Labeled Directed Acyclic Graphs: a generalization of context-specific independence in directed graphical models
This work addresses the need for more flexible and interpretable probabilistic models in machine learning and statistics, particularly for domains with discrete data, by extending graphical models to allow local independence structures, though it is incremental as it builds on existing DAG frameworks.
The paper tackles the problem of modeling local structures in conditional probability distributions for discrete variables by introducing labeled directed acyclic graphs (LDAGs), which generalize context-specific independence in directed graphical models, and it develops efficient Bayesian learning methods with analytical marginal likelihood calculations and a novel prior for structure learning, demonstrating properties on real and synthetic data.

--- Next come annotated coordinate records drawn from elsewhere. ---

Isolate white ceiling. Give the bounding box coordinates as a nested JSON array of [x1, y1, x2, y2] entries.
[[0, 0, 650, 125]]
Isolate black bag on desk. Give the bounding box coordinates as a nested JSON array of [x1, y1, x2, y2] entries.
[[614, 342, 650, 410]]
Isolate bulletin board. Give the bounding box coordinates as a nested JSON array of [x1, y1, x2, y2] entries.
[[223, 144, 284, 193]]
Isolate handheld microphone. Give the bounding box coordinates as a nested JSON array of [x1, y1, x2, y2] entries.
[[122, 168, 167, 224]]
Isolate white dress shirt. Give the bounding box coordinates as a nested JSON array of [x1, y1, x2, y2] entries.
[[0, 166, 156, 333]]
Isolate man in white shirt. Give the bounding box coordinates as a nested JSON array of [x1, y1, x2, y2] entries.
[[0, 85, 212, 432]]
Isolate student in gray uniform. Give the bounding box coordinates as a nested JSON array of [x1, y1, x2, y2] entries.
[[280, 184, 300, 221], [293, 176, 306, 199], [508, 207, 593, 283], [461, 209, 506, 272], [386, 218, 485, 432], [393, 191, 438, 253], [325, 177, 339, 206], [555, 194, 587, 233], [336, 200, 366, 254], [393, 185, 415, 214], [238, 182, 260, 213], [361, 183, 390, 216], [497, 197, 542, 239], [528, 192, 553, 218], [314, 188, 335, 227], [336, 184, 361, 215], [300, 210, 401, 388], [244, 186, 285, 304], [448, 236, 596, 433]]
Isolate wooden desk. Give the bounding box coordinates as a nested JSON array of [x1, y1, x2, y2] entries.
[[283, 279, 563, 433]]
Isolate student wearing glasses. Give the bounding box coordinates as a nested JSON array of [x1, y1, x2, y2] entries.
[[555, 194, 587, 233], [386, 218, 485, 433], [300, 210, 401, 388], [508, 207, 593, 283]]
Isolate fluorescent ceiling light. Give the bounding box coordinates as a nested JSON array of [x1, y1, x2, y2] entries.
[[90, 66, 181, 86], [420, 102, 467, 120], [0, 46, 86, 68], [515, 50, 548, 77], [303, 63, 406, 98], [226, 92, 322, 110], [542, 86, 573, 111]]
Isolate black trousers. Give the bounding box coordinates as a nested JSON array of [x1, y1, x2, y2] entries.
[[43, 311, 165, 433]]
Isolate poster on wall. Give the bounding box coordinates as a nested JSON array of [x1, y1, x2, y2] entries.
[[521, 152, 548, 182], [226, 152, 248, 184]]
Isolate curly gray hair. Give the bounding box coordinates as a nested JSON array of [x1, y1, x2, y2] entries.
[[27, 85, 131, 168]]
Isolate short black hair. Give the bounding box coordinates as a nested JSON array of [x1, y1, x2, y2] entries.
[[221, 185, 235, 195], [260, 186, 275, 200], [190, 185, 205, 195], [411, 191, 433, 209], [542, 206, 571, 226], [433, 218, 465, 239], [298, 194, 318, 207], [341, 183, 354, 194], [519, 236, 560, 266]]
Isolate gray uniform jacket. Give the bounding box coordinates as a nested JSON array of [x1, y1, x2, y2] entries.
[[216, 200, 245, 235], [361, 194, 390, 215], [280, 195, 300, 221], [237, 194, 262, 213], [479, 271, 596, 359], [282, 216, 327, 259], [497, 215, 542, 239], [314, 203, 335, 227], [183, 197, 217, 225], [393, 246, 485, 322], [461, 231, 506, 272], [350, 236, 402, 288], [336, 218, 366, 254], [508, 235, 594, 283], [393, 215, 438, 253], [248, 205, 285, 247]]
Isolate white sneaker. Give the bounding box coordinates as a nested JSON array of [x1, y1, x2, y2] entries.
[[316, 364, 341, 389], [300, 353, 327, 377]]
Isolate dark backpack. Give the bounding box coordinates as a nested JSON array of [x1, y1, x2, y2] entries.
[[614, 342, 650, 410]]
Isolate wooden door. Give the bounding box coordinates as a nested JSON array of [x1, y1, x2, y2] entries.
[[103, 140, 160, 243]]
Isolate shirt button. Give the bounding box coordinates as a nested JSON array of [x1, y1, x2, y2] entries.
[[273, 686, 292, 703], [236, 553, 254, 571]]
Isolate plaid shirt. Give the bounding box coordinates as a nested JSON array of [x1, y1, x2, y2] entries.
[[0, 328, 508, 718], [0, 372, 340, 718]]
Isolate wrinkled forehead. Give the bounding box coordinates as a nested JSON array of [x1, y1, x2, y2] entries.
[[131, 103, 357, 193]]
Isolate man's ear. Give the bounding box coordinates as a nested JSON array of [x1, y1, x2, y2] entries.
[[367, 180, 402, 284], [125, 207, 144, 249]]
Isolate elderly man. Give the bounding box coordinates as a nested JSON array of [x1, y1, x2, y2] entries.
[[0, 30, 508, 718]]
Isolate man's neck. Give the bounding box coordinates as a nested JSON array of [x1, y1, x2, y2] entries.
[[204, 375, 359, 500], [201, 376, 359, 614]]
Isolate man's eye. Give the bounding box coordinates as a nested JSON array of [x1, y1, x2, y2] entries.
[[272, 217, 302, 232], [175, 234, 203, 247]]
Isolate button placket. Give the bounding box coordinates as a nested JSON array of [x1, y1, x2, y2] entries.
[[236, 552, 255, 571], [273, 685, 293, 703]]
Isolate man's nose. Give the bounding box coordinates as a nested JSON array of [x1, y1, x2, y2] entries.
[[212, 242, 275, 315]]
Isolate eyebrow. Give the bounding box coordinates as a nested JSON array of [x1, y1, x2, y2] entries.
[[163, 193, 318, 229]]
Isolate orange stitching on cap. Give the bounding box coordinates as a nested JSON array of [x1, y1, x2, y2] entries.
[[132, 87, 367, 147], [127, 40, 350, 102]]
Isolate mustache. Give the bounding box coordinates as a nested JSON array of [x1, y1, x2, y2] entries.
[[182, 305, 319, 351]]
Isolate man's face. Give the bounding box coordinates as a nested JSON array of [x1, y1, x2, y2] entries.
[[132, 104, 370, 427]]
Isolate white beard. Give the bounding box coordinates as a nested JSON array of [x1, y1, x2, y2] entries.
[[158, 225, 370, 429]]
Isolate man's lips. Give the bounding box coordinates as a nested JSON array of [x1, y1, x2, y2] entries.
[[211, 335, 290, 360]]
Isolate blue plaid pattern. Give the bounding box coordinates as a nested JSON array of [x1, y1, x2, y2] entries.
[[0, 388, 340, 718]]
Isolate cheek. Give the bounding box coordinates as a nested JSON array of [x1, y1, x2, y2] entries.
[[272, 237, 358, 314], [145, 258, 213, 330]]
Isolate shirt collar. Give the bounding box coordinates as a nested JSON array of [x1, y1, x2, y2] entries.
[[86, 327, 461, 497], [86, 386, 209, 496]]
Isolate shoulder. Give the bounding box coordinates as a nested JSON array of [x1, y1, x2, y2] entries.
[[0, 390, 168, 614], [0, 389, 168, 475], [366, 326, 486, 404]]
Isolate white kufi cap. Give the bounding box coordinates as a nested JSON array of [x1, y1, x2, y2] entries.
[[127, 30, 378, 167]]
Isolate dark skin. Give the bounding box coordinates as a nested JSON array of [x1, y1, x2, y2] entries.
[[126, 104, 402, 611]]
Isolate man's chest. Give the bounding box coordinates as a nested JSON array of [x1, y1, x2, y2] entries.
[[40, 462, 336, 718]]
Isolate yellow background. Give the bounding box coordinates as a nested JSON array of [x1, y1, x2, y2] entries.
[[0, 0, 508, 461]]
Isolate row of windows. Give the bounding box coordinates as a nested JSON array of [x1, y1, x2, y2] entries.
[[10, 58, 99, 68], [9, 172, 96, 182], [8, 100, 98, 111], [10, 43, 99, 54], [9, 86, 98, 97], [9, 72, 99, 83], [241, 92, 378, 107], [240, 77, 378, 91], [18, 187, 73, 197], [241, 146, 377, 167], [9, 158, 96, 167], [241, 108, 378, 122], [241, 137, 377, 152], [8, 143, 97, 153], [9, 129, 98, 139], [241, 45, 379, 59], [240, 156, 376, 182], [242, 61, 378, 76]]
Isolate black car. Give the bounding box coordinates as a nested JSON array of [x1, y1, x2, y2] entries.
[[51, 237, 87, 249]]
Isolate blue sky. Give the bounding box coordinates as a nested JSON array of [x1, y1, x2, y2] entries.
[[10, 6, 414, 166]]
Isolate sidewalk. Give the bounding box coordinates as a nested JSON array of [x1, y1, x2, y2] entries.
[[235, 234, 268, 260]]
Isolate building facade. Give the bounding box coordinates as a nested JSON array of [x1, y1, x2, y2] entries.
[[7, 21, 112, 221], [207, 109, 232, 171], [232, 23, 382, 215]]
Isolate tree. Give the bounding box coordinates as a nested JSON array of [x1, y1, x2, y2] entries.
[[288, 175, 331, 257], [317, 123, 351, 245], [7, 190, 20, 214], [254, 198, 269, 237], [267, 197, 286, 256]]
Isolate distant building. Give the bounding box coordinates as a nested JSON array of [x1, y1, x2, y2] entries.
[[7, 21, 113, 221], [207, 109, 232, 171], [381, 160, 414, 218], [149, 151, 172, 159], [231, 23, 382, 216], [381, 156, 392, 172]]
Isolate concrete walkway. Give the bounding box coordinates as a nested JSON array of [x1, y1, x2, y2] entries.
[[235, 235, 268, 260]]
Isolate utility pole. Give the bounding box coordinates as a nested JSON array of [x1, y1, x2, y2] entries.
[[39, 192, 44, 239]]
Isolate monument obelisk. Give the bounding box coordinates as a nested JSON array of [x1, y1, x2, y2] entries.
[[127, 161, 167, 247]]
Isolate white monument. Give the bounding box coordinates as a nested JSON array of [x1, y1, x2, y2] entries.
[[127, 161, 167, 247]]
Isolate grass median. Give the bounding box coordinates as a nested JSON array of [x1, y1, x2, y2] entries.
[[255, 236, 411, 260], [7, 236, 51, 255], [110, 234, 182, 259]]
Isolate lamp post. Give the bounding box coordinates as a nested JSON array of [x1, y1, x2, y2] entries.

We introduce a novel class of labeled directed acyclic graph (LDAG) models for finite sets of discrete variables. LDAGs generalize earlier proposals for allowing local structures in the conditional probability distribution of a node, such that unrestricted label sets determine which edges can be deleted from the underlying directed acyclic graph (DAG) for a given context. Several properties of these models are derived, including a generalization of the concept of Markov equivalence classes. Efficient Bayesian learning of LDAGs is enabled by introducing an LDAG-based factorization of the Dirichlet prior for the model parameters, such that the marginal likelihood can be calculated analytically. In addition, we develop a novel prior distribution for the model structures that can appropriately penalize a model for its labeling complexity. A non-reversible Markov chain Monte Carlo algorithm combined with a greedy hill climbing approach is used for illustrating the useful properties of LDAG models for both real and synthetic data sets.